An Act to establish procedures for the registration of investment securities in the Republic and for matters connected therewith. [This Act was formerly Ch. 2 under this Title. [Section numbering style modified to conform to new Code format Rev. 2003.][This Act was formerly Ch.1 of Title 18, is recodified to this Title]


Source: TTC 1966
71 TTC 1970
COM P.L. 4C-15 (1972)
71 TTC 1980


§101. Short title.


This Chapter may be cited as the "Securities and Investment Act." [Note: Section 1 has been added to conform to the new Code format of this Revised Code.]


§102. Interpretations.


When used in this Chapter, unless the context otherwise requires:


(a) "Issuer" means any person who issues or proposes to issue any security, except that:


(i) with respect to certificates of deposit, voting-trust certificates, or collateral-trust certificates of interest or shares in an unincorporated investment trust not having a board of directors or persons performing similar functions or of the fixed, restricted management, or unit type, the term "issuer" means the person or persons performing the acts and assuming the duties or depositor or manager pursuant to the provisions of the trust or other agreement or instrument under which the security is issued; and


(ii) with respect to certificates of interest or participation in oil, gas or mining titles or leases or in payments out of production under such titles or leases, there is not considered to be any "issuer".

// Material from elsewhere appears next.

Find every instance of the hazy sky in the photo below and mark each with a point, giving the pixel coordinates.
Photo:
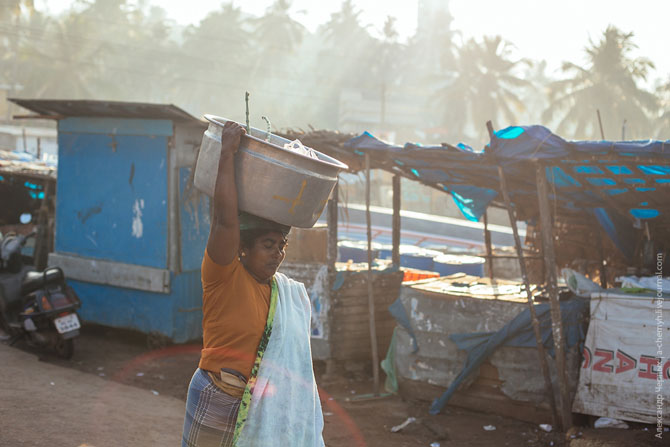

(b) "person" means an individual, a corporation, a partnership, an association, a join-stock company, a trust where the interests of the beneficiaries are evidenced by a security, an unincorporated organization, a government, or a political subdivision of a government;


(c) "sale or sell" means every contract of sale or disposition of a security or interest in a security, for value;


(d) "security" means any note, stock, treasury stock, bond, debenture, evidence of indebtedness, certificate of interest or participation in any profit-sharing agreement, collateral-trust certificate, pre-organization certificate or subscription, transferable share, investment contract, voting trust certificate, certificate of deposit for a security, certificate of interest or participation in an oil, gas, or mining title or lease or in payments out of production under such a title or lease, or, in general, any interest or instrument commonly known as a "security", or any certificate of interest or participation in, temporary or interim certificate for, receipt for, guarantee of or warrant or right to subscribe to or purchase, any contract under which an insurance company promises to pay a fixed sum of money either in a lump sum or periodically for life or for some other specific period. [71 TTC 1970, §8; 71 TTC 1980, §8, modified.]


§103. Registration required.


It shall be unlawful for any person, directly or indirectly, to issue, sell, exchange or transfer any security, as defined in Section 102 of this Chapter, in the Republic unless or until such security has been registered with the Registrar of Corporations and approval of the registered security has been granted by the Cabinet. [71 TTC 1970, §1; 71 TTC 1980, §1, modified.]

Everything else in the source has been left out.